Department of Ophthalmology, Tangdu Hospital, The Air Force Military Medical University, 1 Xinsi Rd, Xi'an, 710038, China.
Department of Ophthalmology, The 900th Hospital of Joint Logistic Support Force, PLA (Fuzong Clinical Medical College of Fujian Medical University), Fuzhou, 350025, China.
J Transl Med. 2024 Mar 22;22(1):298. doi: 10.1186/s12967-024-05097-8.
Diabetic retinopathy (DR) is the foremost cause of vision loss among the global working-age population, and statins are among the most frequently prescribed drugs for lipid management in patients with DR. The exact relationship between statins and DR has not been determined. This study sought to validate the causal association between statins usage and diabetic retinopathy.
The summary-data-based Mendelian randomization (SMR) method and inverse-variance-weighted Mendelian randomization (IVW-MR) were used to identify the causal relationship between statins and DR via the use of expression quantitative trait loci (eQTL) data for 3-hydroxy-3-methylglutaryl-coenzyme A reductase (HMGCR) (31,684 blood samples), low density lipoprotein cholesterol-related GWAS data (sample size: 440,546), and DR-related GWAS data (14,584 cases and 176,010 controls). Additionally, a cross-sectional observational study based on the data from the National Health and Nutrition Examination Survey (NHANES) was conducted to supplement the association between DR and statins (sample size: 106,911). The odds ratios (ORs) with corresponding 95% confidence intervals (CIs) was employed to evaluate the results.

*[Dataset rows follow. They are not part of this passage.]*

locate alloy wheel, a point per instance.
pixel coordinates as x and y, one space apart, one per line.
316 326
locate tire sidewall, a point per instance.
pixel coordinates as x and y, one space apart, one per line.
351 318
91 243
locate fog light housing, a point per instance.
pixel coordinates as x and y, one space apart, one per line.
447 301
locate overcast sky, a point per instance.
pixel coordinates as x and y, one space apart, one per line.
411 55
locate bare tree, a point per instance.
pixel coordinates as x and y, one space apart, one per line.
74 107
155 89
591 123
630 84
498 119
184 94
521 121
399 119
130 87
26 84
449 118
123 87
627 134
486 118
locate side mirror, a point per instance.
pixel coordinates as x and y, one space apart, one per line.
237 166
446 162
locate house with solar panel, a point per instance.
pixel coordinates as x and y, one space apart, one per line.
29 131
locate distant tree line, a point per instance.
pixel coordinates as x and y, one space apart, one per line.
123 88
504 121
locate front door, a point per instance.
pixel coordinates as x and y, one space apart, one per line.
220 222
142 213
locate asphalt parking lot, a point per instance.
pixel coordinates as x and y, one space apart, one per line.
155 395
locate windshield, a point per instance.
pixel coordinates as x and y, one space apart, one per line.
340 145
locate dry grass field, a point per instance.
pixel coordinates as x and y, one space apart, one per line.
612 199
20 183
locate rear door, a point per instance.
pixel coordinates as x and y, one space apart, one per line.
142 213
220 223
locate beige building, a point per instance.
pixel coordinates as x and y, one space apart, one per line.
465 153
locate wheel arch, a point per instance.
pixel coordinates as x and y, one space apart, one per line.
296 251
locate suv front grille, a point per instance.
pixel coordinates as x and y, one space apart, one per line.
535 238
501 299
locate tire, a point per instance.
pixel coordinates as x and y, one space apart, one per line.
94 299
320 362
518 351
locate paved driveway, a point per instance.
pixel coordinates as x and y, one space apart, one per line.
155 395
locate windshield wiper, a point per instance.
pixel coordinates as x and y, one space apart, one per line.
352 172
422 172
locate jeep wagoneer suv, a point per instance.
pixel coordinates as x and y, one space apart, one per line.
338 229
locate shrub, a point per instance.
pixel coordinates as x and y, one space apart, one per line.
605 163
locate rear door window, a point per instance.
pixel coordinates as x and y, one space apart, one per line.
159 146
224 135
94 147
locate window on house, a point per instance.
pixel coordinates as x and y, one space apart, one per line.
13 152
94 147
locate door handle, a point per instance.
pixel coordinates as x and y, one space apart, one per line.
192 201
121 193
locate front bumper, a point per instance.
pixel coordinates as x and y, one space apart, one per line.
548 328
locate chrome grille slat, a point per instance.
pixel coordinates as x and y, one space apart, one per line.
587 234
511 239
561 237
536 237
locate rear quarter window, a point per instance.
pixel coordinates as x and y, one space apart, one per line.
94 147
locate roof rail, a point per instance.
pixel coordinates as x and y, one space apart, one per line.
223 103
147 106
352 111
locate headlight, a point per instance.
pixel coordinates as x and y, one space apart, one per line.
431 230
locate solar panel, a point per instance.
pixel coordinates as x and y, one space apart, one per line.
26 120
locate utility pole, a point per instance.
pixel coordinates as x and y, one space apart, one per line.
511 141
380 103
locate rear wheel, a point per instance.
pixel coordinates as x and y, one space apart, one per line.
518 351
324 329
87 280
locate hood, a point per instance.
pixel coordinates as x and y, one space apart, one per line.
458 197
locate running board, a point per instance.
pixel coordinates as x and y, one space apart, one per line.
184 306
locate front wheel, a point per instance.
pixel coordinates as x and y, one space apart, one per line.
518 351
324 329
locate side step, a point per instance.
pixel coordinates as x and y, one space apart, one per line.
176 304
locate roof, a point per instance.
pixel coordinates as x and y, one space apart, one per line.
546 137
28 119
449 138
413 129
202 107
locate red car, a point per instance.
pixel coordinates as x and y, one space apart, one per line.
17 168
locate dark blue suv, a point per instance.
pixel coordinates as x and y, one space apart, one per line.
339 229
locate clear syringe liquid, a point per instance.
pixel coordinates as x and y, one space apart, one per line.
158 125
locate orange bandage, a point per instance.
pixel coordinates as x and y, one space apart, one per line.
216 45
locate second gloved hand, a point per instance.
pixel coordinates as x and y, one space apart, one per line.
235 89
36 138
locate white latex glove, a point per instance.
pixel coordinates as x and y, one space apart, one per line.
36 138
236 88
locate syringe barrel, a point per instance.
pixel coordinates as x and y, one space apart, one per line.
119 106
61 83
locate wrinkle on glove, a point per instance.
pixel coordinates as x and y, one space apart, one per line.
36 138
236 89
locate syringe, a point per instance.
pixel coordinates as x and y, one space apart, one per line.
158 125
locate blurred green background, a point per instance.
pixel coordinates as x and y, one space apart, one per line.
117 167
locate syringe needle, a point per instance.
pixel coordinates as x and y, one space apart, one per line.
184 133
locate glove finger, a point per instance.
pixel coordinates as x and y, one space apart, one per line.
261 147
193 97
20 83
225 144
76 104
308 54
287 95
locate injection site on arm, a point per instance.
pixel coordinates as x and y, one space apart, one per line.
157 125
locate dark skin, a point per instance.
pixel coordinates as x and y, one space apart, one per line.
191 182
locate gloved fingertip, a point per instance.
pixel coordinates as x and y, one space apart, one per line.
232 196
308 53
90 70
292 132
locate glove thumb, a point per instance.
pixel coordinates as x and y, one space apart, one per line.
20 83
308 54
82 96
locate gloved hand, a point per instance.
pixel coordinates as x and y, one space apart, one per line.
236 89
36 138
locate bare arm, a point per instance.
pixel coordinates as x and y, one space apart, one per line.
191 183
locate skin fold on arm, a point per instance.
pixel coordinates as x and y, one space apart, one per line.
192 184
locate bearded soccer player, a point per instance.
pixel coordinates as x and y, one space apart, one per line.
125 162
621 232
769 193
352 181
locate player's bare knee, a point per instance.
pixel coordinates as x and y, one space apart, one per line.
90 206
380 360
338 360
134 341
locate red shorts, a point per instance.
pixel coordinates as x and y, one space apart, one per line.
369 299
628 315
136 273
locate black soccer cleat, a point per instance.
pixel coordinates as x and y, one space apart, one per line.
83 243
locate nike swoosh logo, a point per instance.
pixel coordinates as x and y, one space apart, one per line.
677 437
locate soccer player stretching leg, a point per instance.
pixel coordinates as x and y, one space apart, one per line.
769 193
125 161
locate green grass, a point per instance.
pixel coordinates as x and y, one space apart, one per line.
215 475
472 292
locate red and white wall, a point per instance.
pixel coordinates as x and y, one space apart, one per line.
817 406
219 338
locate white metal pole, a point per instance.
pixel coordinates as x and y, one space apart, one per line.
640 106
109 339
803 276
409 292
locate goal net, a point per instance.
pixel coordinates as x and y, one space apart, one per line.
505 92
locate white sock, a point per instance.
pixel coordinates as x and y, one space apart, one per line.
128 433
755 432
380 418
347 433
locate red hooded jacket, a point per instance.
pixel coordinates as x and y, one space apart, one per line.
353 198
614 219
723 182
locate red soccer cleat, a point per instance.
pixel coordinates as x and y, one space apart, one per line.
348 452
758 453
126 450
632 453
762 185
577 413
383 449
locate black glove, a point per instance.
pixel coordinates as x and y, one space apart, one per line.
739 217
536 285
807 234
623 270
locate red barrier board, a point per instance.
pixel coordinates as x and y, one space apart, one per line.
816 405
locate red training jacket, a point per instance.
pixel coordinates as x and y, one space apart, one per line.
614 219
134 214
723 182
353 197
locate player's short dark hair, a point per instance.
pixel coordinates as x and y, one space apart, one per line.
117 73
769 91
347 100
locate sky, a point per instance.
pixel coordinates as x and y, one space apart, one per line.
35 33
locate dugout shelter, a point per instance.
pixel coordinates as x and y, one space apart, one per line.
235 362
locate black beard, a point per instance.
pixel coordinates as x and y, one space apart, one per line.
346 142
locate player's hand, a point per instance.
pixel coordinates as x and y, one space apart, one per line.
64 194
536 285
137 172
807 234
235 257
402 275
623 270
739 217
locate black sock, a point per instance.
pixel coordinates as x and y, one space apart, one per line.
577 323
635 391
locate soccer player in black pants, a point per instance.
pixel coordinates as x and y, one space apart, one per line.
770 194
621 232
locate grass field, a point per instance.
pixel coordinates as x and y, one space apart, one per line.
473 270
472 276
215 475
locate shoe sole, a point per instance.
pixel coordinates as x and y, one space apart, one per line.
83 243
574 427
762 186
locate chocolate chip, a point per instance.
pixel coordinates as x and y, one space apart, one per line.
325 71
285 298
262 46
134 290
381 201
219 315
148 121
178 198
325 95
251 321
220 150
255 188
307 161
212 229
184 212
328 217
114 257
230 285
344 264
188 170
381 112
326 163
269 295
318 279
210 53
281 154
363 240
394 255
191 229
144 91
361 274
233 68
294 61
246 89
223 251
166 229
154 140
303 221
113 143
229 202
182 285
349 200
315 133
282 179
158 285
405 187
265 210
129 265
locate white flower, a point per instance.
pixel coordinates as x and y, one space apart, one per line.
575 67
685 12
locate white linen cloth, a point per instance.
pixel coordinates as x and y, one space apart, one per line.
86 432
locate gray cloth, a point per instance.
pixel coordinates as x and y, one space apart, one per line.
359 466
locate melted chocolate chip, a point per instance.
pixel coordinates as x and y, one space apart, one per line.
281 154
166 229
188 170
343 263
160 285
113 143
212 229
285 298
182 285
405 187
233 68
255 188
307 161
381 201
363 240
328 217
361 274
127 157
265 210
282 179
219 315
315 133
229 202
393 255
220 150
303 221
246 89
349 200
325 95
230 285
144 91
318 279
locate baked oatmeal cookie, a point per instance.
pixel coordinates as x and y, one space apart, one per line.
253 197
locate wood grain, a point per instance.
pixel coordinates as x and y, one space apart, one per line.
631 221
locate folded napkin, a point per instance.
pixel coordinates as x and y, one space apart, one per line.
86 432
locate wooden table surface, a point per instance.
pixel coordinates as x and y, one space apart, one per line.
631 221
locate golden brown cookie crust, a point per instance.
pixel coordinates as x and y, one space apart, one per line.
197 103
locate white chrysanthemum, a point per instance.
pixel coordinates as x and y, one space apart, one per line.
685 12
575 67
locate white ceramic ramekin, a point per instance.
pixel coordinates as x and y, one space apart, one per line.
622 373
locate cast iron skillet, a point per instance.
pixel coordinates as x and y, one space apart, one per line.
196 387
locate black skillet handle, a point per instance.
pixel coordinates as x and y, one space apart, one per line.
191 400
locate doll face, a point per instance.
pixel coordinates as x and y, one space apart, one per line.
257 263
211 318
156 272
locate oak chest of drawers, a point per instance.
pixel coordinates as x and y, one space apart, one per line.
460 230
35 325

Based on the results of the MR analysis, HMGCR inhibitors were causally connected with a noticeably greater incidence of DR (IVW: OR = 0.54, 95% CI [0.42, 0.69], p = 0.000002; SMR: OR = 0.66, 95% CI [0.52, 0.84], p = 0.00073). Subgroup analysis revealed that the results were not affected by the severity of DR. The sensitivity analysis revealed the stability and reliability of the MR analysis results. The results from the cross-sectional study based on NHANES also support the association between not taking statins and a decreased risk of DR (OR = 0.54, 95% CI [0.37, 0.79], p = 0.001).
This study revealed that a significant increase in DR risk was causally related to statins use, providing novel insights into the role of statins in DR. However, further investigations are needed to verify these findings.
糖尿病视网膜病变(DR)是全球工作年龄人群视力丧失的首要原因,而他汀类药物是 DR 患者血脂管理中最常开的药物之一。他汀类药物与 DR 的确切关系尚未确定。本研究旨在通过使用 3-羟基-3-甲基戊二酰辅酶 A 还原酶(HMGCR)的表达数量性状基因座(eQTL)数据(31684 份血样)、低密度脂蛋白胆固醇相关 GWAS 数据(样本量:440546)和 DR 相关 GWAS 数据(14584 例病例和 176010 例对照),利用基于汇总数据的孟德尔随机化(SMR)方法和逆方差加权孟德尔随机化(IVW-MR)来验证他汀类药物使用与 DR 之间的因果关系。此外,还基于国家健康和营养检查调查(NHANES)的数据进行了一项横断面观察性研究,以补充 DR 与他汀类药物之间的关联(样本量:106911)。采用比值比(OR)及其 95%置信区间(CI)来评估结果。
基于 MR 分析的结果,HMGCR 抑制剂与 DR 的发生率显著增加有关(IVW:OR=0.54,95%CI[0.42,0.69],p=0.000002;SMR:OR=0.66,95%CI[0.52,0.84],p=0.00073)。亚组分析表明,结果不受 DR 严重程度的影响。敏感性分析表明 MR 分析结果稳定可靠。基于 NHANES 的横断面研究结果也支持不服用他汀类药物与 DR 风险降低之间的关联(OR=0.54,95%CI[0.37,0.79],p=0.001)。
本研究表明,DR 风险的显著增加与他汀类药物的使用有因果关系,为他汀类药物在 DR 中的作用提供了新的见解。然而,需要进一步的研究来验证这些发现。